Study of pseudocapacitive contribution to superior energy storage of 3D heterostructure CoWO₄/Co₃O₄ nanocone arrays

Nanoscale transition metal oxides and polyoxometalates attract great attention due to their short diffusion channel distance and reversible redox reaction. However, the inevitable agglomeration, shrinkage and volumetric expansion/shrinkage of nanomaterials seriously affect their electrochemical properties. Here, the 3D heterostructure CoWO₄/Co₃O₄ nanocone arrays are synthesized via a facile and efficient microwave hydrothermal method. The obtained CoWO₄/Co₃O₄ NCAs overcome these shortcomings and achieve high electrochemical performance. The electrochemical behaviors of as-prepared composites are investigated systematically, during which four pairs of redox peaks in cyclic voltammetry curve are observed and discussed in detail.
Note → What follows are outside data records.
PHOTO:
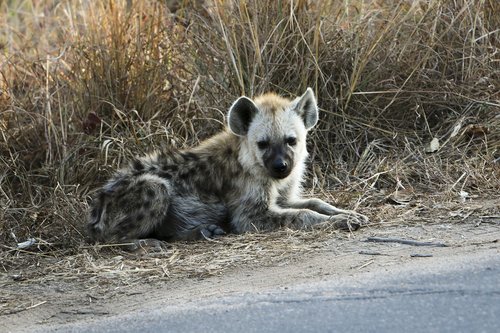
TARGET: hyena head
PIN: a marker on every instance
(273, 132)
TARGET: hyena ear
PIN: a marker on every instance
(240, 115)
(307, 109)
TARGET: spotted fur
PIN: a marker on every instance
(246, 178)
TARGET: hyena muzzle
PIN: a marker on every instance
(247, 178)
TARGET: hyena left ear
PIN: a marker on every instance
(241, 115)
(307, 109)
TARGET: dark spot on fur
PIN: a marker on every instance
(164, 174)
(184, 175)
(150, 193)
(189, 156)
(171, 167)
(137, 165)
(202, 166)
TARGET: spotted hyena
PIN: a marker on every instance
(247, 178)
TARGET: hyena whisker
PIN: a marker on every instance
(246, 178)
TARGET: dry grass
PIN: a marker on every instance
(84, 86)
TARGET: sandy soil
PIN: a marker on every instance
(464, 229)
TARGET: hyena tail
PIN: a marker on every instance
(128, 208)
(96, 223)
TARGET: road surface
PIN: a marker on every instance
(436, 296)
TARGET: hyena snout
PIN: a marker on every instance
(279, 166)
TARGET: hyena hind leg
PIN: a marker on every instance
(129, 209)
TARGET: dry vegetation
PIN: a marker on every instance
(84, 85)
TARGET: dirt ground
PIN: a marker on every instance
(63, 291)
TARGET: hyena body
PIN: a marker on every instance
(246, 178)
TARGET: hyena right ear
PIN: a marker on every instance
(240, 115)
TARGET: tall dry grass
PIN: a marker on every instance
(86, 85)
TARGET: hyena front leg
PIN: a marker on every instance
(277, 217)
(322, 207)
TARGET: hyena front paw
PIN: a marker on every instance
(148, 245)
(349, 221)
(210, 231)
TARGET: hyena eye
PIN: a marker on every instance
(264, 144)
(291, 141)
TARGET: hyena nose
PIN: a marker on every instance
(280, 166)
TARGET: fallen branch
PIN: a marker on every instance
(403, 241)
(373, 253)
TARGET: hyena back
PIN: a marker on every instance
(246, 178)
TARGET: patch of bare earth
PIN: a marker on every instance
(104, 281)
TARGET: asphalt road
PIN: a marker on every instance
(465, 298)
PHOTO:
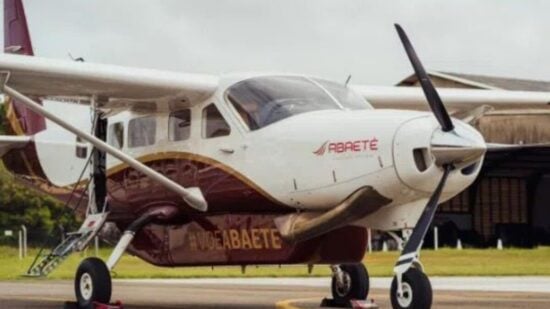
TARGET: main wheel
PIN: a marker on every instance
(355, 283)
(417, 291)
(92, 283)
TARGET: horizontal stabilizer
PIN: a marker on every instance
(494, 147)
(134, 88)
(8, 143)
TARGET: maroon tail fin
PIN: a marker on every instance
(18, 41)
(20, 120)
(16, 33)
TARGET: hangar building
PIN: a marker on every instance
(510, 199)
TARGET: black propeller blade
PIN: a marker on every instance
(432, 96)
(408, 255)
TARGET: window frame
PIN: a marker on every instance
(171, 132)
(204, 119)
(129, 139)
(110, 134)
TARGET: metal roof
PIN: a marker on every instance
(485, 82)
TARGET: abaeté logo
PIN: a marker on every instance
(352, 146)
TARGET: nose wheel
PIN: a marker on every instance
(92, 283)
(349, 282)
(416, 291)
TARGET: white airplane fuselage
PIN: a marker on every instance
(311, 161)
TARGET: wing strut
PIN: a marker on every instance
(192, 196)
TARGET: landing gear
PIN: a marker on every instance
(93, 278)
(416, 291)
(349, 282)
(92, 283)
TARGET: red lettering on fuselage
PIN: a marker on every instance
(354, 146)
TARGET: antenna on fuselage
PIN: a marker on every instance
(79, 59)
(347, 80)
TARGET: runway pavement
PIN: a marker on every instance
(282, 293)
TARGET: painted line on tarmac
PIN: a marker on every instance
(289, 303)
(29, 297)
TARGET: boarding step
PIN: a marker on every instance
(75, 242)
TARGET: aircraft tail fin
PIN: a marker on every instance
(17, 39)
(19, 120)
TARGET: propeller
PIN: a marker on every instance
(436, 105)
(410, 251)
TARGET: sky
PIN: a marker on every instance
(326, 38)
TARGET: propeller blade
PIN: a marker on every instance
(409, 253)
(436, 105)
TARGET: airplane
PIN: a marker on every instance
(239, 169)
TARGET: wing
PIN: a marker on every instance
(413, 97)
(8, 143)
(116, 86)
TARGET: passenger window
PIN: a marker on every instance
(179, 125)
(215, 124)
(142, 131)
(116, 135)
(81, 148)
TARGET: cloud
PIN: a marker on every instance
(325, 38)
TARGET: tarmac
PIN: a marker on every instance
(281, 293)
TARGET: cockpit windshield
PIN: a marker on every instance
(261, 101)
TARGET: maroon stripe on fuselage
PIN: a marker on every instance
(131, 192)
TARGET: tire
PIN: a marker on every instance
(357, 285)
(92, 283)
(417, 291)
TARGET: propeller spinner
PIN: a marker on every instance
(452, 147)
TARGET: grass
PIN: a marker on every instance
(444, 262)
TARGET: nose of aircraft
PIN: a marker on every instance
(459, 147)
(421, 149)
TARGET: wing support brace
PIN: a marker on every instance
(303, 226)
(192, 196)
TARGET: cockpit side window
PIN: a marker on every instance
(179, 125)
(142, 131)
(214, 125)
(116, 135)
(261, 101)
(347, 98)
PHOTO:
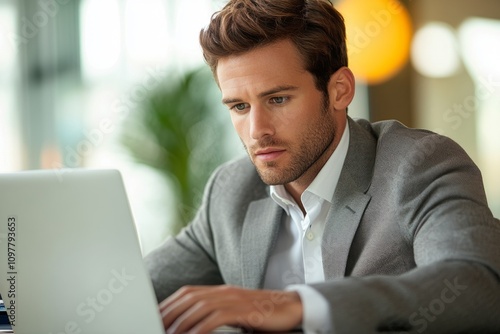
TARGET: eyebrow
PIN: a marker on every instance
(271, 91)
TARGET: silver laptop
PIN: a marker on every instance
(70, 260)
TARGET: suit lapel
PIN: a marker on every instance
(260, 230)
(349, 201)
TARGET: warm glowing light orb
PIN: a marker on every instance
(379, 35)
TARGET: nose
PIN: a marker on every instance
(261, 123)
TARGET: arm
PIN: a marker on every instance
(187, 259)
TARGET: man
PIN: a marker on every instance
(332, 225)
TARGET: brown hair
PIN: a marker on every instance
(315, 27)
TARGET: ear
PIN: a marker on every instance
(341, 88)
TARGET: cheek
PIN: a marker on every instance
(239, 126)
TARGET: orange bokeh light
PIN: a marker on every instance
(379, 35)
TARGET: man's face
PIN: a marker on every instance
(281, 117)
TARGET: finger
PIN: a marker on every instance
(203, 317)
(178, 295)
(186, 298)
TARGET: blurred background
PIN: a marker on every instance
(122, 84)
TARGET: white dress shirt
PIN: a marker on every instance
(296, 259)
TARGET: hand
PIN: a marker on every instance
(201, 309)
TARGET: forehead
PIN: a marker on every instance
(271, 65)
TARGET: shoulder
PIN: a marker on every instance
(401, 144)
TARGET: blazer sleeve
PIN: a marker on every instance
(189, 257)
(443, 214)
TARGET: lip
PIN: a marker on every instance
(269, 154)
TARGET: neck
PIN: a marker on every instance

The kinetic analysis of redox reaction is employed to confirm the redox pseudocapacitance mechanism (surface capacitance-dominated process) and intercalation pseudocapacitance mechanism (diffusion-controlled process) of charge storage, suggesting faradaic intercalation process of 3D heterostructure CoWO₄/Co₃O₄ NCAs (22% diffusion contribution at 0.8 mV s⁻¹). The assembled solid-state hybrid supercapacitors further exhibit high energy density (45.6 Wh kg⁻¹) and power density (7500 W kg⁻¹ at 32.8 Wh kg⁻¹) even at a super-high total loading mass of 23.1 mg of active materials. This work provides some meaningful and significant basis and foundation for the study of supercapacitors.